Does anybody have any experience with, or any good references on reconstructing a 3d scene from a stero image, or lots of images from different positions?
My use case is obviously a robot (MmBot) which has a stereo camera mounted on the front. I don't want to use a proper depth camera, as they are intrusive so I couldn't have multiple robots in the same room all seeing at once.
This is MmBot with the stereo cameras on the left, and the image she sends to the pc on the right.
First thing that comes to mind for PC vision processing is OpenCV. Not only does OpenCV take care of many fancy vision functions for you, it’s also extremely flexible and therefore powerful.
I know OpenCV has stereo imaging abilities, but I can’t say I’ve ever used those tools myself. However you will find more than a few people here on LMR and around the 'net that have plenty of OpenCV experience. It’s a popular platform for a good reason.
BTW MmBot is coming along nicely, and I wouldn’t feel right if I didn’t mention that I love LBP/LBP2 =)
Yup - I’m thinking OpenCV will be my first stop - hopefully by the time I get my raspberry pi somebody will have ported it as well Ideally I need an algorithm I can pull out and GPUify it though.

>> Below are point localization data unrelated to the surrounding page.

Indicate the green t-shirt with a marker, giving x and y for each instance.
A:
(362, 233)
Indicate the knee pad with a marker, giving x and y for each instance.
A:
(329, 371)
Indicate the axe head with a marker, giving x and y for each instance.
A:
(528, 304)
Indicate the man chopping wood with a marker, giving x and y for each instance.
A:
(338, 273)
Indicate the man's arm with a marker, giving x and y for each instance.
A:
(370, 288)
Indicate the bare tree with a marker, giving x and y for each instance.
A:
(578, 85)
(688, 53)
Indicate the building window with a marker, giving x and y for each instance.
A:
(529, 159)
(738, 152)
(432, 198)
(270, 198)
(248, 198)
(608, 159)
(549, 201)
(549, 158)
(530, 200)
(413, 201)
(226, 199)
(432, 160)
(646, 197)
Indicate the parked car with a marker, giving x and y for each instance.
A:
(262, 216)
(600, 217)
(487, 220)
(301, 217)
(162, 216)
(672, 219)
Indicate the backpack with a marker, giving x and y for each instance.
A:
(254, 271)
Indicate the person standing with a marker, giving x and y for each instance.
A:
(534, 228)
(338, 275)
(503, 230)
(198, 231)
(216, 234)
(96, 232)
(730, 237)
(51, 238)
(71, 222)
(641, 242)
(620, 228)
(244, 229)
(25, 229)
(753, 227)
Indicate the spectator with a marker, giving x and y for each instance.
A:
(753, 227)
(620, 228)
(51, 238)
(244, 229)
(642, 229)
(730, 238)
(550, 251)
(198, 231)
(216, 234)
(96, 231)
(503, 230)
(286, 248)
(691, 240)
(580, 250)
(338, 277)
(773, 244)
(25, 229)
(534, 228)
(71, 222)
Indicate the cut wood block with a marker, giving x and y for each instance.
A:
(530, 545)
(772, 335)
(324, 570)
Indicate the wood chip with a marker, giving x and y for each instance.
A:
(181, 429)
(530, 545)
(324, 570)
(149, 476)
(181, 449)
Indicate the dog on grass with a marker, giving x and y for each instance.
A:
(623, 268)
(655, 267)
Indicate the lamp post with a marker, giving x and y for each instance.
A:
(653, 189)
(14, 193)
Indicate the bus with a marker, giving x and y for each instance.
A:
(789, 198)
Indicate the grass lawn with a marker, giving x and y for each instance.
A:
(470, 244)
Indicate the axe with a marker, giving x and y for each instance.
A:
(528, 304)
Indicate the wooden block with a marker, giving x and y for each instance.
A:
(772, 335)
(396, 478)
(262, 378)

OpenCV has stereo functions for stereo cameras. Additionally it has other fun algorithms like SURF, which is what the 123d catch program primarily uses mentioned by airuno2I.
Good luck, we always need “new and improved” wheels
Thx grog - I think OpenCV is definitely a good starting point. I’m wondering if there’s any stereo algorithms that can take ‘hints’ from things at known depths, calculated via feature matching.
It sounds like your interested in “horizontal disparity” to indicate depth, which all stereo algorithms do at some level. The difficult part is figuring out the “which where & how” details of the features to match.
That’s why I mentioned OpenCV SURF implementation. It appears to be pretty good at finding & matching features in two different frames.